II-120表 常時恩赦の受理及び処理人員(昭和44年〜48年)

 次に,恩赦の申出をして内閣で相当との決定がなされた人員は414人で,既済人員の59.8%である。これを恩赦の種別にみると,復権が165人(39.9%)で最も多く,次いで,特赦の105人(25.4%),刑の執行の免除の97人(23.4%),減刑の47人(11.4%)の順となっている。
 昭和48年の恩赦について特に指摘しておかなければならないのは,尊属殺の罪により刑に処せられた者に対する個別恩赦の運用状況である。

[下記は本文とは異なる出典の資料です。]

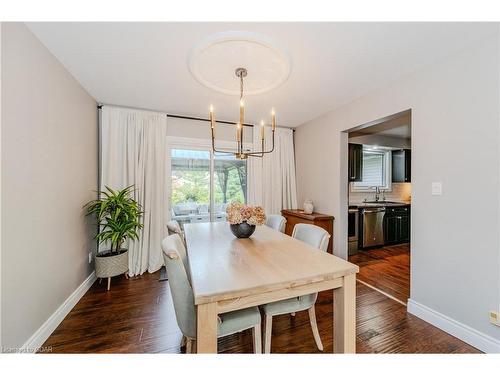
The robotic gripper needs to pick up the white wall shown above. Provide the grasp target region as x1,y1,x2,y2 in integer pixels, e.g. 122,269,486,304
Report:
1,23,97,348
295,31,500,350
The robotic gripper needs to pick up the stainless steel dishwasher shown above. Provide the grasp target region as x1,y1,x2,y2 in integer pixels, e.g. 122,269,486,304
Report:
361,207,385,248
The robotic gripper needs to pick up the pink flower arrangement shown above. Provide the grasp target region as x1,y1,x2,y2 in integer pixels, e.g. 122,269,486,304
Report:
226,202,266,225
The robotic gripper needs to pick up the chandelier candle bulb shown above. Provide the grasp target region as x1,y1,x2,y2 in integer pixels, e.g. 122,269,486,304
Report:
236,122,241,142
209,106,215,130
240,99,245,124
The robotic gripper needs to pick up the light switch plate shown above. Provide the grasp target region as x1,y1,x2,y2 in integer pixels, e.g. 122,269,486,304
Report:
431,182,443,195
490,311,500,327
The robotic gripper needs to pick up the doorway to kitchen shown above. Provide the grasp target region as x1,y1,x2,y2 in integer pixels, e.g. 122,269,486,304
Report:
346,110,411,305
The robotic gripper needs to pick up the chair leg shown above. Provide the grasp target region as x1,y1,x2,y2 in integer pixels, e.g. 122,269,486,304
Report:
264,315,273,354
307,305,323,351
252,324,262,354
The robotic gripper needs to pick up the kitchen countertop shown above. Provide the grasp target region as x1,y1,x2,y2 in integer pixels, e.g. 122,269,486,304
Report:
349,201,411,208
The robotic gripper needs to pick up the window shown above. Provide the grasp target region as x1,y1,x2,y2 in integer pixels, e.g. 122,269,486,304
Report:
170,145,247,225
351,148,391,191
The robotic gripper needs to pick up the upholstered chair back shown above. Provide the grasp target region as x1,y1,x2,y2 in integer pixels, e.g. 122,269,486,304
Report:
292,224,330,251
266,215,286,233
292,224,330,306
161,234,196,338
167,220,182,235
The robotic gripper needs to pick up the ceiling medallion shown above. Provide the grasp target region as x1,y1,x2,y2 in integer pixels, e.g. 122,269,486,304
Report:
188,31,291,95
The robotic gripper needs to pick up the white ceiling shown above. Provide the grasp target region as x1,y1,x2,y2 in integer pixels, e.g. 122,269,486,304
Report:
28,22,497,126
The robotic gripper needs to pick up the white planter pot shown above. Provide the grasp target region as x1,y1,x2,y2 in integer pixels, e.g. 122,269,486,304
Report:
95,249,128,278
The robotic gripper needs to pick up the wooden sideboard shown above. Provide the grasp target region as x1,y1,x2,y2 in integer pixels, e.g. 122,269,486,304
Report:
281,210,334,254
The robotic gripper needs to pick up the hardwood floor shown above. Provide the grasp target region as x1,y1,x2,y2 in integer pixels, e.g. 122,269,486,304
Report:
349,244,410,304
43,272,478,353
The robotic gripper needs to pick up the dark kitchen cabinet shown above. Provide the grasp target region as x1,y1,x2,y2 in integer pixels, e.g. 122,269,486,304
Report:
384,206,410,245
392,149,411,182
349,143,363,182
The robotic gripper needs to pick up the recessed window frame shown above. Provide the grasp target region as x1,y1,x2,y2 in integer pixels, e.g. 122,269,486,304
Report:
165,136,253,221
350,146,392,193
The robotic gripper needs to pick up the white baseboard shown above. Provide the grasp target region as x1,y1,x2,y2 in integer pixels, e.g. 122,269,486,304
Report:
408,299,500,353
20,271,97,353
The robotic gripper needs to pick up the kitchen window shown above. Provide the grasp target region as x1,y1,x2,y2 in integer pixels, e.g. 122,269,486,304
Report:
351,147,391,192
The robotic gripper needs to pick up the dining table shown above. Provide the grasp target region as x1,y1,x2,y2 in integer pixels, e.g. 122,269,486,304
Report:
184,222,359,353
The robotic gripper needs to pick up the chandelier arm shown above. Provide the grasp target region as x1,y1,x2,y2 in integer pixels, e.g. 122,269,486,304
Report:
237,131,274,157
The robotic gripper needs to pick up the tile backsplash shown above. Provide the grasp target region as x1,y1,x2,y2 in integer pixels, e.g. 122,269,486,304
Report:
349,182,411,203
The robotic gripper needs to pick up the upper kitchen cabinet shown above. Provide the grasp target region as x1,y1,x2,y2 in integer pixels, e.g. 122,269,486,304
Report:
392,149,411,182
349,143,363,182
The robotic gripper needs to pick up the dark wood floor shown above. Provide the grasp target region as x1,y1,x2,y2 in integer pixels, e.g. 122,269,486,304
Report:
349,244,410,304
43,273,477,353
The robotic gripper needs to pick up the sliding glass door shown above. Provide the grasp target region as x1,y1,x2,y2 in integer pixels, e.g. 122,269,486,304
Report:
170,147,247,225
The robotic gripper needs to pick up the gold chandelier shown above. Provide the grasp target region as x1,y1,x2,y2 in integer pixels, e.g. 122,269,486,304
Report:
210,68,276,159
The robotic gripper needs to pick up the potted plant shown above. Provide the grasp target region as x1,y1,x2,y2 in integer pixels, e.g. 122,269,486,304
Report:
84,185,143,290
226,202,266,238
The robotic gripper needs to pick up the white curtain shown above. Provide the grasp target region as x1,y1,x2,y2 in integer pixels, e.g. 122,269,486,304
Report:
101,106,168,276
248,127,297,214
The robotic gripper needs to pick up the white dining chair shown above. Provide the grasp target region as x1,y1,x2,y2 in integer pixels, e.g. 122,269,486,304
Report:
161,234,262,354
266,215,286,233
167,220,186,244
260,224,330,353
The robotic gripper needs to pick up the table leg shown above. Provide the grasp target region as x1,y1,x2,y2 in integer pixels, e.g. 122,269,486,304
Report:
196,303,217,353
333,274,356,353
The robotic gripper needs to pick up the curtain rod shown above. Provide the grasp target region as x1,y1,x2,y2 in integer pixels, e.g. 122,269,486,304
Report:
97,103,295,133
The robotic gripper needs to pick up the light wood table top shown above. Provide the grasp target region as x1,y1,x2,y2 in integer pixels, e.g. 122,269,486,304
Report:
184,222,359,304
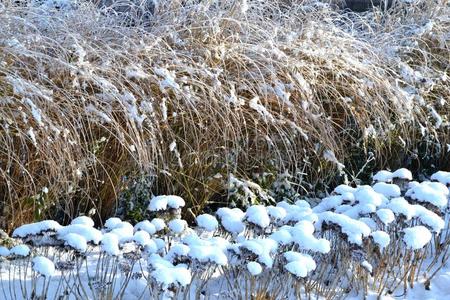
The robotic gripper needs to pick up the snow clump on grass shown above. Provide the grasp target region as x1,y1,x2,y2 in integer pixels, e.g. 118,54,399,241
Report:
12,220,62,238
32,256,55,277
195,214,219,232
403,226,431,250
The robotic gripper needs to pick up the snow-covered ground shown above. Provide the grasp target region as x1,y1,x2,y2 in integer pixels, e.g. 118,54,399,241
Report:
0,169,450,299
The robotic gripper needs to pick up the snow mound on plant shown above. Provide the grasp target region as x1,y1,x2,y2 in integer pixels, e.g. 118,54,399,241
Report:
31,256,55,277
403,226,431,250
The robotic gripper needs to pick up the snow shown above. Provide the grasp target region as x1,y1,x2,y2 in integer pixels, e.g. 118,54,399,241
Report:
164,243,190,262
370,230,391,251
166,195,186,209
153,239,166,251
58,224,102,244
403,226,431,250
361,260,373,273
373,182,401,198
413,205,445,233
269,229,292,245
148,195,167,211
405,182,449,209
144,240,159,254
32,256,55,277
12,220,62,238
109,222,134,244
247,261,262,276
373,170,392,182
377,208,395,225
150,218,166,232
100,233,120,256
168,219,188,234
386,197,416,220
333,184,356,195
0,171,448,299
0,246,10,257
134,220,156,235
358,217,378,230
323,150,345,172
133,230,151,247
70,216,95,227
267,204,286,221
105,218,122,230
149,254,192,289
353,185,384,207
216,207,245,235
196,214,219,232
312,195,343,213
316,212,370,245
290,221,330,254
431,171,450,186
62,233,87,252
154,68,180,92
245,205,270,228
188,243,228,266
9,245,31,256
392,168,412,180
283,251,316,278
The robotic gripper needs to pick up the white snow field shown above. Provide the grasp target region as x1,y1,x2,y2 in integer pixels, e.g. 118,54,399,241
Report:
0,169,450,299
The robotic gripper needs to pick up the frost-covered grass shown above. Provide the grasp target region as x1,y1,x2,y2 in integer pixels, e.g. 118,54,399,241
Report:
0,169,450,299
0,0,450,230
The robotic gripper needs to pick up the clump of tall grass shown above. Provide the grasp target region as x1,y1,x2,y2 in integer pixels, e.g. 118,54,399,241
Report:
0,0,448,229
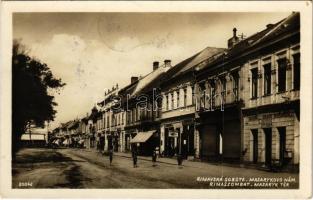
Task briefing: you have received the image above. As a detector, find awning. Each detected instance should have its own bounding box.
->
[130,131,155,143]
[21,134,45,141]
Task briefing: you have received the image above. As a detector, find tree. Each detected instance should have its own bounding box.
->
[12,40,65,158]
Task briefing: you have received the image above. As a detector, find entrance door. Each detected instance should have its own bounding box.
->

 昭和48年4月4日,最高裁判所において尊属殺の罪に関する刑法200条の規定は憲法14条1項に違反して,無効であるとの判断がなされたことに伴い,尊属殺の罪により刑に処せられた者のうち,酌量すべき情状があるにもかかわらず,法定刑が死刑及び無期懲役のみであるため重い刑が言い渡されたと認められるものについて,個別恩赦が考慮された。49年3月15日現在におけるその受理及び処理状況は,前掲II-120表中48年分に付記した(法務省保護局調査による。)。これによると,受理総数は92人で,うち恩赦相当とされたものは37人,不相当とされたものは52人となっている。恩赦相当とされたものを恩赦の種別にみると,減刑22人,刑の執行の免除15人となっている。なお,無期刑に処せられたものについては,14人の上申があったが,保護観察所長上申の2件について刑の執行の免除が行われ,その他は恩赦不相当とされている。